Então, não há muita dúvida de que as abelhas são inteligentes. Ainda assim, eles têm sentimentos? Existe alguma coisa como ser subjetivamente ser uma abelha de mel? A resposta a essas perguntas parece ser "sim".

Em um experimento recente conduzido por Melissa Bateson e Jeri Wright em 2011, as abelhas, amarradas em pequenos arneses para torná-los imóveis, foram treinadas para associar um odor com um sabor açucarado e outro com um gosto amargo e desagradável (o da quinina). O primeiro gosto era uma recompensa, o último um castigo. Quando o primeiro odor foi apresentado após um período de treinamento, as abelhas desenrolaram e ampliaram suas partes bucais. Quando o segundo odor foi apresentado, eles os retraíram.

A experiência em seguida usou o fato de que quando as pessoas estão ansiosas, eles tendem a ver o copo meio vazio em vez de meio cheio. Por exemplo, se uma pessoa ansiosa ouve a frase: "O médico examinou o crescimento do pequeno Emily", ela é menos provável que conclua que Emily está bem e que é apenas o auge dele que o médico está verificando. Em geral, as pessoas ansiosas interpretam os estímulos ambíguos de forma mais negativa. Isto presumivelmente está relacionado à função biológica da ansiedade. A ansiedade surge naturalmente em situações potencialmente perigosas, nas quais os seus assuntos devem caminhar com cuidado, para que sejam seguras.

No caso das abelhas, o que os experimentadores fizeram foi dividir as abelhas em dois grupos, um dos quais foi agitado vigorosamente por 60 segundos da maneira em que uma colméia pode ser abalada por um texugo. Se as abelhas são capazes de mau humor, essa agitação deve ter bastado para colocá-las em uma.

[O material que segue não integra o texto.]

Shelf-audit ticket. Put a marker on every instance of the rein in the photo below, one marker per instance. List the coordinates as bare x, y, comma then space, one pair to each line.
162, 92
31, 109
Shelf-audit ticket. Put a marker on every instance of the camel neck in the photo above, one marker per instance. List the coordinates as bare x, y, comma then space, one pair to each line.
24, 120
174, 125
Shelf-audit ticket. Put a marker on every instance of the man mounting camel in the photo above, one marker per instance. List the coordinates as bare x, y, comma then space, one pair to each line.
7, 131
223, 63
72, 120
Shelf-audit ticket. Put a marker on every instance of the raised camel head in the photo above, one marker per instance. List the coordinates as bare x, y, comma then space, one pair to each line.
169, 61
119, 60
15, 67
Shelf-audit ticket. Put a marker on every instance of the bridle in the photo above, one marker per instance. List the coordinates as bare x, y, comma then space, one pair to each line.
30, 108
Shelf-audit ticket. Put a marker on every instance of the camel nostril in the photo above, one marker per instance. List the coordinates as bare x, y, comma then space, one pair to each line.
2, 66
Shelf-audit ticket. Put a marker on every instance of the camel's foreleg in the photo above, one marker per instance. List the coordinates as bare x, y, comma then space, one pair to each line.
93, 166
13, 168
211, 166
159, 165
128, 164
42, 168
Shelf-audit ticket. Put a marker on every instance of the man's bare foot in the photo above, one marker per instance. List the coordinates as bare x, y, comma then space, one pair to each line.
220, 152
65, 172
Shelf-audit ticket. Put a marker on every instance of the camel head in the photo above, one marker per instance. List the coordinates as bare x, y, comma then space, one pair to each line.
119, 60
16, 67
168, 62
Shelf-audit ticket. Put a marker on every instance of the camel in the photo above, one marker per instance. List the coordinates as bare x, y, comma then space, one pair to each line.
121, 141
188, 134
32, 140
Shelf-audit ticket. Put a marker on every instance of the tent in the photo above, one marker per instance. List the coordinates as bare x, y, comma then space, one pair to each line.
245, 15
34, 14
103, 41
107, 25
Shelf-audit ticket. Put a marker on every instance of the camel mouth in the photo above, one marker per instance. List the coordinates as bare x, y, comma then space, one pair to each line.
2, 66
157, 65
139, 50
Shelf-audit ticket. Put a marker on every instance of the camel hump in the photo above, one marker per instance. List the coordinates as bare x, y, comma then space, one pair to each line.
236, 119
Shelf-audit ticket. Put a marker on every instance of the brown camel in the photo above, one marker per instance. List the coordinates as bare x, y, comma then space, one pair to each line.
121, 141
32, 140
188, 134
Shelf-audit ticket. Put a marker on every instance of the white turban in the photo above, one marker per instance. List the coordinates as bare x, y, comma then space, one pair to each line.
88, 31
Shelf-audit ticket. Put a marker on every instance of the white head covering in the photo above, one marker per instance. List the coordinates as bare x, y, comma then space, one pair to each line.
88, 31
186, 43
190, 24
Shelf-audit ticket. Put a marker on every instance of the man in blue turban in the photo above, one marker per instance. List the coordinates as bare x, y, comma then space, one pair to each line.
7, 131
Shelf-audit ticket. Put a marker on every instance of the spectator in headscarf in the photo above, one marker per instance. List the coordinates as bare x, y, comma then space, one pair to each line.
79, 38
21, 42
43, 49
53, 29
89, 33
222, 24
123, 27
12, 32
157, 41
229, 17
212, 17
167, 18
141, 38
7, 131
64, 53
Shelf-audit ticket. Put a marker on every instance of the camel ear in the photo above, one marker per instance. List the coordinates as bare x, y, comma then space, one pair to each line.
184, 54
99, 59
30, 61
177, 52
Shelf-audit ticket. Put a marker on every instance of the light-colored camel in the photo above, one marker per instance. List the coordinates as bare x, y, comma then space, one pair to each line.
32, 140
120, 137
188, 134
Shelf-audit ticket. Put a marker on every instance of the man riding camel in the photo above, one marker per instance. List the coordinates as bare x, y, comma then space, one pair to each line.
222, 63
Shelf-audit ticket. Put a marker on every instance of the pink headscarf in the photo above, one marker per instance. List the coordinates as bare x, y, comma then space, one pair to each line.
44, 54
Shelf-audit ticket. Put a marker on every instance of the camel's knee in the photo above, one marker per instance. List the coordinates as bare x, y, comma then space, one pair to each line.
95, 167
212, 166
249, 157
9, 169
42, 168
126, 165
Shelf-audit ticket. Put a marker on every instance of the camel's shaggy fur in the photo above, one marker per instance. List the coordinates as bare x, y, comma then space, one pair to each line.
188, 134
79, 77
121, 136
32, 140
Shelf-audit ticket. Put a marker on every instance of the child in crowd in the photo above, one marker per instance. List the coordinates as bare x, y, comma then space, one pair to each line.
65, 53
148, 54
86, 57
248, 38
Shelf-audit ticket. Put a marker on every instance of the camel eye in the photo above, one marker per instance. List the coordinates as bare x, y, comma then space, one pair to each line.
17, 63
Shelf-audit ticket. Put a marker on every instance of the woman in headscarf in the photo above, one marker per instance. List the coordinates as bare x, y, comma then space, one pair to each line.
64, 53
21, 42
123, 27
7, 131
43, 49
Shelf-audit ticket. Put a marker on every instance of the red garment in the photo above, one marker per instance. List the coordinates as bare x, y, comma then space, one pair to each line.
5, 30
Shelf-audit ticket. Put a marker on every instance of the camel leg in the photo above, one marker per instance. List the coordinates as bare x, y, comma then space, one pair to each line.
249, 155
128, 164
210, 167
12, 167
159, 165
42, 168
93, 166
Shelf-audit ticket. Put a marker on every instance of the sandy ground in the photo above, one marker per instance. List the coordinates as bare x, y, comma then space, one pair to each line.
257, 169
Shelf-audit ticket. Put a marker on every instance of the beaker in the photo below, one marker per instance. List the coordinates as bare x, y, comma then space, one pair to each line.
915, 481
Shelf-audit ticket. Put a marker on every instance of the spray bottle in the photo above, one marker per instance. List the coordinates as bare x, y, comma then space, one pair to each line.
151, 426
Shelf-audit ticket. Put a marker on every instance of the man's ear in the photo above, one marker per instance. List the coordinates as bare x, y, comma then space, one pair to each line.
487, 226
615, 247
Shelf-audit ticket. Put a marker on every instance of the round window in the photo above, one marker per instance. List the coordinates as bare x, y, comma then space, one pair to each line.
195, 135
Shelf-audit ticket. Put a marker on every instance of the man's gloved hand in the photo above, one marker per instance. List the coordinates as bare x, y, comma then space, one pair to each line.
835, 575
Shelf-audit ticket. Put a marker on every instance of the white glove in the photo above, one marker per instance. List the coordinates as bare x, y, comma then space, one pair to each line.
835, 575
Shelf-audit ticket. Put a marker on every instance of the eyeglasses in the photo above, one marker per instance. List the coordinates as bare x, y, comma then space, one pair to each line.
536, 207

Dentro de 5 minutos após a agitação, os dois grupos de abelhas foram apresentados com os odores intermediários. Descobriu-se que as abelhas abaladas eram menos propensas a estender suas partes bucais para experimentar os gostos associados do que as abelhas inabalavidas. Isso não foi porque eles estavam desorientados. Quando apresentado com o odor associado com o sabor açucarado, eles estenderam seus bocais exatamente como antes. Em vez disso, eles interpretaram os estímulos ambíguos como mais provavelmente castigo do que recompensa. Eles viram o copo como meio vazio. Como o pessimismo é evidência comportamental de que um cachorro ou outra pessoa está ansiosa, por que não também para as abelhas?

Bateson e Wright também verificaram os níveis de neurotransmissores sistêmicos das abelhas abaladas. Os níveis de serotonina e dopamina das abelhas abaladas foram diminuídos, como são em seres humanos que se sentem ansiosos. Da mesma forma com ovelhas, por exemplo. Ovelhas com níveis de serotonina empobrecidos julgam estímulos ambíguos negativamente.

O que devemos fazer com isso? Parece que as abelhas abaladas estavam em estado emocional negativo causadas pelo tremor e que esse estado, por sua vez, causou alterações fisiológicas relacionadas ao estresse e um viés cognitivo pessimista, assim como a experiência da ansiedade ocorre em humanos. Mas eles sentem ansiedade ou angústia?

Bem, as abelhas ficaram ansiosas com a agitação ou não. Se eles tiverem, como Bateson e Wright afirmam, então eles se sentem ansiosos; A ansiedade aparente é um sentimento. Claro, alguém pode estar ansioso sem, em um momento particular, sentir-se ansioso, mas é porque a ansiedade é disposta, uma disposição para se sentir ansiosa. O experimento não mostra que as abelhas geralmente são criaturas ansiosas. O que mostra (sem dúvida) é que eles podem ser feitos para ficar ansiosos em uma determinada configuração. E se eles estão genuinamente ansiosos nessa configuração, então eles devem sentir ansiedade.

Nemichandra Hombannavar/Unsplashed
Fonte: Nemichandra Hombannavar / Unsaped

Se isso é certo, se as abelhas são genuinamente inteligentes e capazes de sentimentos, então elas devem ser tratadas com respeito, assim como os cães devem. Então, fique atento onde você coloca seus pés! (Para mais informações, veja o capítulo 8 das minhas abelhas sensíveis e os caranguejos chocos: os animais são conscientes ?, Oxford University Press, novembro de 2016.)